La voluntad haciendo trinchera al día a día que nos
desgasta, a la rutina que mata nuestras ganas. Al final, es sólo un pulso más
que ganarle a la vida.
Nos encontramos ante una película que, de primeras, parece
un tributo al cine clásico. No me refiero a ningún tipo de pretensión artística
ni intelectual (ni creo que sea eso lo que busca un director como Béla Tarr,
que se ha alejado de los cánones de sus contemporáneos), sino a algo más
simple: está rodada como si hubiese sido hecha en el siglo pasado. No es
el blanco y negro, sino también los efectos especiales que, siendo suaves, se podrían tildar de
clásicos. Además, su banda sonora, a cargo del genial Mihály Vig (¡qué genio!)
también trae reminiscencias de un pasado cinematográfico en el que la música no
acompañaba a las imágenes, sino que la misma se hacía un hueco propio en el
corazón del espectador.
La película en sí es muy disfrutable, amena en su sencillez.
Esta sobriedad está en toda la dirección, e incluso la misma historia peca
de ser un poco “simple”. Sin embargo, lejos de aburrir, logra causar fascinación con
lo cotidiano.
Es una oda a la vida, pero la vida de los 365 días al año. A veces pasa con la rapidez y el calor de un meteorito, y otras se
convierte en una prisión en la que cada segundo encierra una eternidad, y en la que no sucede nada más que el simple existir.

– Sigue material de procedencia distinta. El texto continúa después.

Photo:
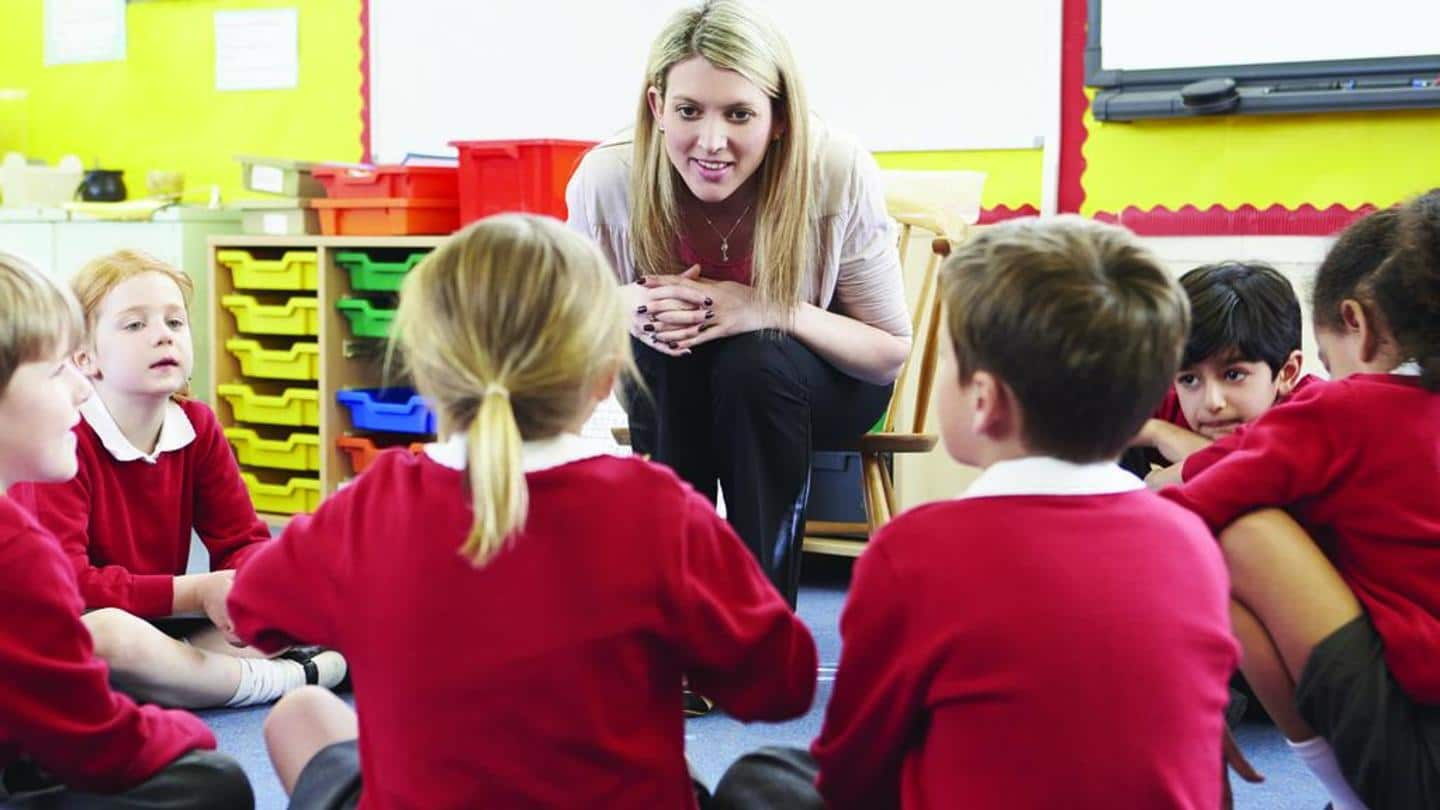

Al final, cuando todos los vívidos y fugaces momentos
desaparezcan, sólo nos quedará seguir adelante. Como ese caballo que tira de un
carro diariamente, sin preguntarse el porqué de su propia existencia, sin
desear ni aspirar nada. Sólo resignarse, avanzar a través de la bruma y el
polvo hasta que todo se oscurezca.
Quizás por eso Nietzsche no pudo contenerse al ver un caballo padeciendo castigos. Quizás al fin había encontrado, en el fondo de
aquel animal, al nihilista de verdad.